The Constitution makes it clear that Australia is a federation of States. Prior to 1901 each of the six States were self-governing colonies of Britain, and the writers of the Constitution were keen to keep the States at the level of power to which they were accustomed. Of course, they were politicians after all and then, as now, politicians like to hold on to power. Thus, the Constitution grants limited powers to the Commonwealth, and where it’s not stated the power falls to the States. And each State (and Territory) has their own governments and parliaments, and it is in the interest of those politicians to ensure their state’s constituents get the best deal they can.
Because as we’ve seen before, and especially now, the States really do operate like different countries at times.
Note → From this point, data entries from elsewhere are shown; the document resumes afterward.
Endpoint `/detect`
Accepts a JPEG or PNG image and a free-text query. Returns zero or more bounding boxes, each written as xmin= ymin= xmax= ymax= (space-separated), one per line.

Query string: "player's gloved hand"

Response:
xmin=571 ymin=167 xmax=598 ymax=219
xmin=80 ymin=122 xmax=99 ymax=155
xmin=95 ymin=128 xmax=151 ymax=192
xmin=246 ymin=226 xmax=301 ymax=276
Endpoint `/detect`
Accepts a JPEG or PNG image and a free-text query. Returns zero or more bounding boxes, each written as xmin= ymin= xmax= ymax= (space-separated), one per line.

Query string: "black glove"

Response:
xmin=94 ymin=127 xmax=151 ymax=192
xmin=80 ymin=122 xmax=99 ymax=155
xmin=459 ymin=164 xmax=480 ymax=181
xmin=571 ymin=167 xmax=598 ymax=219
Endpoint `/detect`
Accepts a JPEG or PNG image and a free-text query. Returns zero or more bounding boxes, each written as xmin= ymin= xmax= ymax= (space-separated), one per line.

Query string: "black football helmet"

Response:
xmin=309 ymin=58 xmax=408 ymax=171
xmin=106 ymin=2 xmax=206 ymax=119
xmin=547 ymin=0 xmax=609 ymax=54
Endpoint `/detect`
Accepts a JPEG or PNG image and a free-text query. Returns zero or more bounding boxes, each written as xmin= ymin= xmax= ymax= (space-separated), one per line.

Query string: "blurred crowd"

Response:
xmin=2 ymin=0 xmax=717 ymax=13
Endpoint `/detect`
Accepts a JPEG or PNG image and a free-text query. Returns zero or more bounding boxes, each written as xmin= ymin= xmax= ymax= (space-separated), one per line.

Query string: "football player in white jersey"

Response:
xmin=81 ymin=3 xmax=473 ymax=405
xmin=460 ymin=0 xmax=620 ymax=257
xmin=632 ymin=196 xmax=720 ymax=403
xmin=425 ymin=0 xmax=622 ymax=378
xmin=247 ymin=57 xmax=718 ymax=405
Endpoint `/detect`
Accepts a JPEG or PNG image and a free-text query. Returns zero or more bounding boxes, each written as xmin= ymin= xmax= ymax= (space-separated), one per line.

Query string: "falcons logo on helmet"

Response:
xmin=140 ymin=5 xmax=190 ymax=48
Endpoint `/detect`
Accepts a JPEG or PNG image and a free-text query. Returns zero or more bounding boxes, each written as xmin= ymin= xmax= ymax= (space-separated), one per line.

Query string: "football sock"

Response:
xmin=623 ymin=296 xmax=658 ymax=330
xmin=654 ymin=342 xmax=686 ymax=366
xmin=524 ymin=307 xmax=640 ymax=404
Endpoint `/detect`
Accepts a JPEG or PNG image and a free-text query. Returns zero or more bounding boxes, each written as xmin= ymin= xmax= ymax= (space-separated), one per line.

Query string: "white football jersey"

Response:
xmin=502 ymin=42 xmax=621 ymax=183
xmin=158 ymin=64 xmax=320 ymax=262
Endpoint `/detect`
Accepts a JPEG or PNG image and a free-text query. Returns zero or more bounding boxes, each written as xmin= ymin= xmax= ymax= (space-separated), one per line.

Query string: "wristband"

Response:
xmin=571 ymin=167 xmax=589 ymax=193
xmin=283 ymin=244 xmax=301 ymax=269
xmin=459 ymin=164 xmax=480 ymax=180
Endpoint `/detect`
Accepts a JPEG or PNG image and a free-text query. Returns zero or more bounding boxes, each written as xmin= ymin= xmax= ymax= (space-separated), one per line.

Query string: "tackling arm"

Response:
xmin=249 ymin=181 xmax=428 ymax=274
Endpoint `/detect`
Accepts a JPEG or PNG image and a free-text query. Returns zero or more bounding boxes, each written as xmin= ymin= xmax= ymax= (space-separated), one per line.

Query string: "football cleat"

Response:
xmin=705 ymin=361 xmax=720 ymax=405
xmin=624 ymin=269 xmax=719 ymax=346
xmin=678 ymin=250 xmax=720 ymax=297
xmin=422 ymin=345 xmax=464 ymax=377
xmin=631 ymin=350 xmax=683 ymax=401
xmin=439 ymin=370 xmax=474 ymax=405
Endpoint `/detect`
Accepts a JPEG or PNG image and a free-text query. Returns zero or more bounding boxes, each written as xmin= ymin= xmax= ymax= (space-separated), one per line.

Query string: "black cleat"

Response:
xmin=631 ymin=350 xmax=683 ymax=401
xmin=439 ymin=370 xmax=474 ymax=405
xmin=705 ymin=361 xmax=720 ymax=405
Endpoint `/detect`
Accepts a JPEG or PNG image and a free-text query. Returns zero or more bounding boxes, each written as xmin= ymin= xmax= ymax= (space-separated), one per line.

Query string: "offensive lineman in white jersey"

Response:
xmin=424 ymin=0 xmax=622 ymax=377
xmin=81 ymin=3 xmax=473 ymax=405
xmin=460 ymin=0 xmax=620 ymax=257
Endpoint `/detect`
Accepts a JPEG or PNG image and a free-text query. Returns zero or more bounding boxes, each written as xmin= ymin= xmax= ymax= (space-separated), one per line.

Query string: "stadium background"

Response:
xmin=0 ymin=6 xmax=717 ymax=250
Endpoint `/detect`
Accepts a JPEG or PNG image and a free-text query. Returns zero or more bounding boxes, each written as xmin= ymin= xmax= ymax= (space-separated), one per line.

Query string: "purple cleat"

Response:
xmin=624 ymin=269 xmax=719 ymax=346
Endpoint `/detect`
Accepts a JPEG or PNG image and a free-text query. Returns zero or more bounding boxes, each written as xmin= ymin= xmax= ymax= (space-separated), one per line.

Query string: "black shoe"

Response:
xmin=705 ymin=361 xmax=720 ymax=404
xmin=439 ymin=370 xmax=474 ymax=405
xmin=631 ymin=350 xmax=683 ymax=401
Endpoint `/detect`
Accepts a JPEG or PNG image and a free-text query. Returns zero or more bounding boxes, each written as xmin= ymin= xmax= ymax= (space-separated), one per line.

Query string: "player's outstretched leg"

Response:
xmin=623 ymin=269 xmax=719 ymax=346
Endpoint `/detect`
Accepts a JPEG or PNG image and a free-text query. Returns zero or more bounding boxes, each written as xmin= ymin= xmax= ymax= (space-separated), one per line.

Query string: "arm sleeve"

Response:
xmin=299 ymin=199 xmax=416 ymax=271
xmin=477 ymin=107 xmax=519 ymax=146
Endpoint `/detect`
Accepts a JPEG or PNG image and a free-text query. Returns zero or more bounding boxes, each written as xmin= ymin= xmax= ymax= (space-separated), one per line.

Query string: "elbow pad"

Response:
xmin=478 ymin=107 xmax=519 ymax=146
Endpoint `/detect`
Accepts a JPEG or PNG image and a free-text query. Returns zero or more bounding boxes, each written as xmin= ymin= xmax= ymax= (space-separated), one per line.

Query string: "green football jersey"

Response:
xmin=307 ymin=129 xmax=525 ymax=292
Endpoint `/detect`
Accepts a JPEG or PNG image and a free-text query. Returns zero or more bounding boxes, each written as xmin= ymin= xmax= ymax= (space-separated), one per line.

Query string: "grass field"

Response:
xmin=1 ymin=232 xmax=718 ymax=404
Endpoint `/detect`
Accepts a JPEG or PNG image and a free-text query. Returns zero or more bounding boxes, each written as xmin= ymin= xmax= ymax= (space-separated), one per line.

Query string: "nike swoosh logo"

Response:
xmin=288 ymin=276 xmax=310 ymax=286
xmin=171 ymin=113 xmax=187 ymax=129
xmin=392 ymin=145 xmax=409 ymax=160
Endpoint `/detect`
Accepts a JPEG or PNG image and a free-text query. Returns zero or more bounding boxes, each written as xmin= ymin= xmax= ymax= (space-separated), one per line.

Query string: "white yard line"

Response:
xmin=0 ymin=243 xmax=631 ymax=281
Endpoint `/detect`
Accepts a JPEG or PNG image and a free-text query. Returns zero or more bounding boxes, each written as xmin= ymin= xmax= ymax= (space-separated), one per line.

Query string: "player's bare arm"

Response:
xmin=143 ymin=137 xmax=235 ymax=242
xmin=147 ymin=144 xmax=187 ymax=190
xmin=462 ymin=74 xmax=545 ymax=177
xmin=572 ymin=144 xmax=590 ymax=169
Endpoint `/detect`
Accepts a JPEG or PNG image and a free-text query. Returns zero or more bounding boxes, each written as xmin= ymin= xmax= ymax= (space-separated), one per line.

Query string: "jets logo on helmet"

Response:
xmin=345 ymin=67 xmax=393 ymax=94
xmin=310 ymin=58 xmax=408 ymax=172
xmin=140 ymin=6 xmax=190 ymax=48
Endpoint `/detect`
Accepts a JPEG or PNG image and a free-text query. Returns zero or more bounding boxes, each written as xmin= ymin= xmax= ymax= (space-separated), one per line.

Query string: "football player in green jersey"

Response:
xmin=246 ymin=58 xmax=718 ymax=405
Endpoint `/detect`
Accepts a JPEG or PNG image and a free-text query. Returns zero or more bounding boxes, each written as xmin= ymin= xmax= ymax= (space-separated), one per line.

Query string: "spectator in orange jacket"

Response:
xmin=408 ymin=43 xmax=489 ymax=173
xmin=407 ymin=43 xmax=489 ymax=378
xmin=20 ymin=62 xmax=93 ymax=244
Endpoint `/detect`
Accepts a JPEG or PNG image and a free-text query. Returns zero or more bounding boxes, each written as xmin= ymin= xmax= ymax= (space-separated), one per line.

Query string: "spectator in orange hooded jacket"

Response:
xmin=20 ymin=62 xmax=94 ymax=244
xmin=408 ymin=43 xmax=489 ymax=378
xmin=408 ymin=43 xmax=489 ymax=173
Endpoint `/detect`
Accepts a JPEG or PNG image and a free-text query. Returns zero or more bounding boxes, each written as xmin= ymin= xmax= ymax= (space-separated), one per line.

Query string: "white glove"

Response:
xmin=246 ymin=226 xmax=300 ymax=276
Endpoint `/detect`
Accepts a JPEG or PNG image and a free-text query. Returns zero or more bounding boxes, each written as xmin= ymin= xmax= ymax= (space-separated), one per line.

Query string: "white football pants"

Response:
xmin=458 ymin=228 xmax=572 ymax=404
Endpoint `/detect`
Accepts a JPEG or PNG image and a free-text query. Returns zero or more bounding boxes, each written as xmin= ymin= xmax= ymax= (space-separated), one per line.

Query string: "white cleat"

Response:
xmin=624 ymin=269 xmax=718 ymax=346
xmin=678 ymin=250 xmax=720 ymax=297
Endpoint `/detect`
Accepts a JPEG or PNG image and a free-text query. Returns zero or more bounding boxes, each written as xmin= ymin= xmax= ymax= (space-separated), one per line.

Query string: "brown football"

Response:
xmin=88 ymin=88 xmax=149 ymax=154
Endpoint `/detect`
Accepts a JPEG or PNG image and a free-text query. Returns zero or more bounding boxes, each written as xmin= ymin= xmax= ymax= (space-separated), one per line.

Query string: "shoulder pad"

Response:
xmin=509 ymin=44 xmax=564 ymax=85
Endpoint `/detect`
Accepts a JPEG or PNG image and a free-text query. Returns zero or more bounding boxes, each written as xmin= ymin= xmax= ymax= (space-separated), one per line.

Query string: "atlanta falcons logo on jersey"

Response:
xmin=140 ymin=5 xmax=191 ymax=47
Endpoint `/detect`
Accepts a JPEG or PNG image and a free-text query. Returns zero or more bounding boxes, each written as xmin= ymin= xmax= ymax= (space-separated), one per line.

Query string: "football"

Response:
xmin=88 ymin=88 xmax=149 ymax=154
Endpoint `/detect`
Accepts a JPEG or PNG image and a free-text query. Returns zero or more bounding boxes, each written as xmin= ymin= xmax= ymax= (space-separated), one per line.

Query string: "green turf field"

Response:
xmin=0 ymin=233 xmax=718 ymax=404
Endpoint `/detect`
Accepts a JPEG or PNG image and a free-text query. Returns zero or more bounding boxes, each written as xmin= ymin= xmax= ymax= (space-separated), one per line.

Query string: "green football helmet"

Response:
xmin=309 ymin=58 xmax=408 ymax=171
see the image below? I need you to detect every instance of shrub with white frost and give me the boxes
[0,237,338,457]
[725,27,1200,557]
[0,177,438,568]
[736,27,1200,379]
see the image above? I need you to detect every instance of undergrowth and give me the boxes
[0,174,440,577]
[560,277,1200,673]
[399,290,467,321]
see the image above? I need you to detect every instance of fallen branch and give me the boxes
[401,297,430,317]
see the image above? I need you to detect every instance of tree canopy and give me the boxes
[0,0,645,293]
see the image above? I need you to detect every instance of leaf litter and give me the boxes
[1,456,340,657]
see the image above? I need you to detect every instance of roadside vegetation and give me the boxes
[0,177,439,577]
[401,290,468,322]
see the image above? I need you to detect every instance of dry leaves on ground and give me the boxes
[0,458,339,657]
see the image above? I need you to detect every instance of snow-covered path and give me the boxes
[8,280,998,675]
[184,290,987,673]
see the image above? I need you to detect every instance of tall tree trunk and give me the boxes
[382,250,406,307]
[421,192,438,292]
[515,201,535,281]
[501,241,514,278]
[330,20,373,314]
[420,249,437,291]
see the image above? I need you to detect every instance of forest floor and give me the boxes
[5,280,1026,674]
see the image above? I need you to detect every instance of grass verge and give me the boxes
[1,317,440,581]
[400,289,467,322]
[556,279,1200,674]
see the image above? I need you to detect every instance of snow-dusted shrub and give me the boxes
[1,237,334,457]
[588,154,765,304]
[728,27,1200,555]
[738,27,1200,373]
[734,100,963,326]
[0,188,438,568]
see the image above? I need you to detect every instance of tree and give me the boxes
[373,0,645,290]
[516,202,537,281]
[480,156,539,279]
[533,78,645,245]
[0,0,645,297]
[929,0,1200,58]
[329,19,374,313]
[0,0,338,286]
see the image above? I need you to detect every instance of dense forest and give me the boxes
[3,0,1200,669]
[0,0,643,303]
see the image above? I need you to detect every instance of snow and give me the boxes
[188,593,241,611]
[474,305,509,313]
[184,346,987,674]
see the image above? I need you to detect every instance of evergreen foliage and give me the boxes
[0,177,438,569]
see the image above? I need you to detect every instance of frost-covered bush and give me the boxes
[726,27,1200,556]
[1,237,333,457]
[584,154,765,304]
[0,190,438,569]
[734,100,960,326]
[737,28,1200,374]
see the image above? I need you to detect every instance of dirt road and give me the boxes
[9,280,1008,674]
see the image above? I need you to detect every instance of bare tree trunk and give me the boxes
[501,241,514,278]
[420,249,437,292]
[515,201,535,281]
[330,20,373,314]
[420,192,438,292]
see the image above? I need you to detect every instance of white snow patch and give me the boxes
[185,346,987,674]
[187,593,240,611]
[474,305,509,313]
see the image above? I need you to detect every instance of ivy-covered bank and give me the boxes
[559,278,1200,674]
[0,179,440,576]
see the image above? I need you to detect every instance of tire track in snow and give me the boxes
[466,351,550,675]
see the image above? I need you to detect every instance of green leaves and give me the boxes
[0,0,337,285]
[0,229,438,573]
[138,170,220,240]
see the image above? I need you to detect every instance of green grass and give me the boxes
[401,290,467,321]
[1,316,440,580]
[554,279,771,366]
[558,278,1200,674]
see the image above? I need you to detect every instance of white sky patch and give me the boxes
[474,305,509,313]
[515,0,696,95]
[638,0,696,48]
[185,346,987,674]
And while in good times our differences may amount to good-natured jokes about people with two-heads, the gullies south of the border, or the northerners who can’t spell beer (XXXX), during difficult times it can amount to hard borders, troops along borders, and real animosity between States, and populations.
It’s hard to say, when they enshrined federalism in the Constitution, whether it’s creators could have anticipated this.
Over the years the Commonwealth has gained more and more power from the States, and undoubtedly this will continue, but it’s doubtful whether the end of the Federation is in sight. For starters, we’d need a referendum to create one and they are notoriously hard to win. And even if the States could be dissolved, would we want to? Could a central government manage a country as physically big and diverse as Australia?